Barplots for the MLC algorithms’ selection over all the 300 runs.

BR was the traditional MLC algorithm most frequently selected (in about 30% of all runs) by both Auto-ML methods. Besides, Classifier Chain (CC), Four-Class Pairwise Classification (FW), and Pruned Sets with and without threshold (PS and PSt) were selected in total in 34.3% of all runs by \(\text {Auto-MEKA}_{\text {GGP}}\); whilst CC, Conditional Dependency Networks (CDN), LP and PSt were selected in total in 36.6% of all runs by GA-Auto-MLC. Note that the MLC algorithms most frequently selected by \(\text {Auto-MEKA}_{\text {GGP}}\) and GA-Auto-ML are broadly similar, which suggests that \(\text {Auto-MEKA}_{\text {GGP}}\)’s superior performance is partly due to a better exploration of the space of hyper-parameter settings of those most successful MLC algorithms. Finally, we observed that \(\text {Auto-MEKA}_{\text {GGP}}\) selected meta MLC algorithms in 53.3% of all runs, whilst GA-Auto-MLC selected meta MLC algorithms in only 27.4% of all runs.

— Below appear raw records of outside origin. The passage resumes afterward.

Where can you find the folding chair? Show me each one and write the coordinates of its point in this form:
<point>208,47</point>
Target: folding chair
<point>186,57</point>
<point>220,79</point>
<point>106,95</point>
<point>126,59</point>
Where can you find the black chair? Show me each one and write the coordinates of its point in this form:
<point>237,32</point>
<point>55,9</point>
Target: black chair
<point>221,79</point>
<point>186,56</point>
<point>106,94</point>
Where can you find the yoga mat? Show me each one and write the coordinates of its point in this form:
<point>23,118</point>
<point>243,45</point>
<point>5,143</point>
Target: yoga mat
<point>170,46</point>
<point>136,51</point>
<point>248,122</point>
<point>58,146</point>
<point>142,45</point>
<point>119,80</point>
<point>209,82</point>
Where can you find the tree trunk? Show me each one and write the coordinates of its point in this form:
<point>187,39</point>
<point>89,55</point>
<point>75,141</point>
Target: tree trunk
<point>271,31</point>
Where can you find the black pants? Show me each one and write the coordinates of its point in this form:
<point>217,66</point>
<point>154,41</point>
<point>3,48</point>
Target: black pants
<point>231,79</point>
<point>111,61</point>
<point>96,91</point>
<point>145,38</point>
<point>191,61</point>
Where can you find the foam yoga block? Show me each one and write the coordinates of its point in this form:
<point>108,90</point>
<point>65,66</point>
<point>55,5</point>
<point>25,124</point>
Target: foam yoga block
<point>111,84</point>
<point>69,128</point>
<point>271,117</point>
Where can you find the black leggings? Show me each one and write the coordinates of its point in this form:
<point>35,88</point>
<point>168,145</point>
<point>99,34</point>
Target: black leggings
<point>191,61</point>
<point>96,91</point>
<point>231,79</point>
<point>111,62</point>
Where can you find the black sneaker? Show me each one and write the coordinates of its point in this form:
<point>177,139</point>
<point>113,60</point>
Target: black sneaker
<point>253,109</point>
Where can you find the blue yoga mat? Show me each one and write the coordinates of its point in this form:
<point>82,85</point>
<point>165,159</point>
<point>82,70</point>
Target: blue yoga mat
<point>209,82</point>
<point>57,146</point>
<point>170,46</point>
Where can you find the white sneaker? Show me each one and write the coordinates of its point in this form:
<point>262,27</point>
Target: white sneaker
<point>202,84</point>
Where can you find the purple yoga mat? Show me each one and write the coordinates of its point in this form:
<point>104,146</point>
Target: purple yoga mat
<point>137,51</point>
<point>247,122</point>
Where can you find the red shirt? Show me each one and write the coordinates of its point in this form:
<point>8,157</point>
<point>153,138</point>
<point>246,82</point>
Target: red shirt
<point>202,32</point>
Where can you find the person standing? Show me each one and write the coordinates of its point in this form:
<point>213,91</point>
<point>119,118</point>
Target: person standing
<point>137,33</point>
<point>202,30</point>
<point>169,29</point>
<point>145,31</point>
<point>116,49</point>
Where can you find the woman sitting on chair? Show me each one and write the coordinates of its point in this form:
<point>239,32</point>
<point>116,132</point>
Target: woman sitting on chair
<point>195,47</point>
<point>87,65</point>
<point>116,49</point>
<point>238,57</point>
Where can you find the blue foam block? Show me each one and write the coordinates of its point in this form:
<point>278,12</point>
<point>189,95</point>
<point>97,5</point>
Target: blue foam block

5 Conclusions and Future Work

This paper introduced \(\text {Auto-MEKA}_{\text {GGP}}\), a new grammar-based genetic programming method for automatically selecting the best Multi-Label Classification (MLC) algorithm and its hyper-parameter settings for an input dataset. \(\text {Auto-MEKA}_{\text {GGP}}\) uses a grammar representing prior knowledge about MLC algorithms, restricting its search space to valid solutions.

\(\text {Auto-MEKA}_{\text {GGP}}\) was compared to two well-known MLC algorithms – Binary Relevance (BR) and Classifier Chain (CC) – and to GA-Auto-ML, a GA we recently proposed to solve this task [2]. We tested \(\text {Auto-MEKA}_{\text {GGP}}\) with the full version of the proposed grammar and with a simplified grammar version which has the same search space (candidate MLC algorithms and their hyper-parameters) as GA-Auto-ML. Overall, the full version of \(\text {Auto-MEKA}_{\text {GGP}}\) obtained the highest predictive accuracy among all five tested methods, being the winner in six out of the 10 datasets. Also, both versions of \(\text {Auto-MEKA}_{\text {GGP}}\), as well as GA-Auto-ML, obtained statistically significantly higher accuracies than BR and CC.

In future work we plan to extend \(\text {Auto-MEKA}_{\text {GGP}}\) to search for MLC pipelines too. This means to search for the best combination of MLC algorithms, data preprocessing and post-processing methods, and their respective hyper-parameters.